Hi, Ive been trying to debug this situation but i ...
# ask-metaflow
b
Hi, Ive been trying to debug this situation but i cant seem to find more logs. context, im running the random forest example, ive had it work a couple of times but in other runs the task hangs and all i can see from the logs is this
Copy code
2024-11-07 08:40:17.452 [44/train_model/155 (pid 1995363)] RandomizedSearchCV initialized.
2024-11-07 08:40:17.452 [44/train_model/155 (pid 1995363)] Proceeding to the evaluation step.
2024-11-07 08:41:59.554 1 task is running: train_model (1 running; 0 done).
2024-11-07 08:41:59.554 No tasks are waiting in the queue.
2024-11-07 08:41:59.554 2 steps have not started: end, evaluate.
2024-11-07 08:46:59.851 1 task is running: train_model (1 running; 0 done).
2024-11-07 08:46:59.851 No tasks are waiting in the queue.
2024-11-07 08:46:59.851 2 steps have not started: end, evaluate.

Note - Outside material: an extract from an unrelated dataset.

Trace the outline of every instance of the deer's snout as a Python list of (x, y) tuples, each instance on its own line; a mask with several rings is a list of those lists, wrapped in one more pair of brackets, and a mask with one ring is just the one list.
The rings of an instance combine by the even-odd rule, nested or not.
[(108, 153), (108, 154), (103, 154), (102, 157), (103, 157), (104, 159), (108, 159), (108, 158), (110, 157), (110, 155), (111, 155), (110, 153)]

2024-11-07 08:48:33.830 [44/train_model/155 (pid 1995363)] Internal error:
2024-11-07 08:48:33.831 [44/train_model/155 (pid 1995363)] ('Connection aborted.', TimeoutError('The write operation timed out'))
2024-11-07 08:48:40.879 [44/train_model/155 (pid 1995363)] 
2024-11-07 08:48:41.211 [44/train_model/155 (pid 1995363)] Task failed.
the Proceeding to the evaluation step log is the last print statment i have in the task before calling self.next() in the workflow, this hangs forever and never comes back. I feel like there might be a time out in writting to the data store but i cannot confirm this, is there anywhere i can see more detailed logs from metaflow to see what is going on?
1
a
Hi! What does your infrastructure looks like?
b
@square-wire-39606 I realized my s3 connection was hanging, (there is a retry configuration METAFLOW_S3_RETRY_COUNT set to 7 by default, hence the waiting forever). but the main reason was that i dindt have my credentials set in place (for local dev I have a k3s cluster and a localstack instance) and I just needed to set the environment variables for localstack to be happy and resolved my issue. I still would like to know how to turn on more detailed logs for situations like this, have you found any?